5. The apparatus for detecting clogging of a refractory during steelmaking continuous casting as set forth in claim 1, wherein said connecting member is a flange.

6. The apparatus for detecting clogging of a refractory in a steelmaking continuous casting process as set forth in claim 1, wherein said sealing member is a sealing bladder.

7. A method for detecting blockage of refractory materials in a steelmaking continuous casting process is characterized by comprising the following steps:

placing an element to be detected in a box body;

adding detection liquid into the water inlet, and controlling the adding amount of the detection liquid;

sealing the element to be detected and the box body by using a sealing piece;

after an inlet pipeline is connected with the element to be detected, the flow of the entering gas is adjusted according to a first flow meter, the indication number of the pressure meter is recorded, and a flow-pressure curve of the element to be detected is obtained;

in the process of adjusting the flow of gas, obtaining the size and dispersion degree of blown bubbles, controlling the diameters of the bubbles within a first preset range, and recording the gas flow corresponding to the bubbles with the diameters within the first preset range;

controlling the actual gas flow of the element to be detected according to the gas flow corresponding to the bubble with the diameter within a first preset range;

and judging whether the element to be detected is blocked or not according to the flow-pressure curve.

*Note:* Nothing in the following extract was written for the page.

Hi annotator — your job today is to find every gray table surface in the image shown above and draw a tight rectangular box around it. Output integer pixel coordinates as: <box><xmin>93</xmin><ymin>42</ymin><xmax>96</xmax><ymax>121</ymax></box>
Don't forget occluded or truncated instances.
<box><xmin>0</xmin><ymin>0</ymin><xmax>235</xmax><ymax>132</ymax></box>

8. The method for detecting the blockage of the refractory material in the steelmaking continuous casting process as claimed in claim 7, wherein the step of judging whether the element to be detected is blocked or not according to the flow-pressure curve further comprises the following steps:

and if the blockage occurs, determining the degree of the blockage, and judging whether to replace the ventilating water gap of the crystallizer.

9. The method for detecting the blockage of the refractory in the steelmaking continuous casting process as claimed in claim 7, wherein the size and dispersion degree of the blowing bubbles are obtained by using a high-speed camera.

10. The method of claim 7, wherein the gas is an inert gas.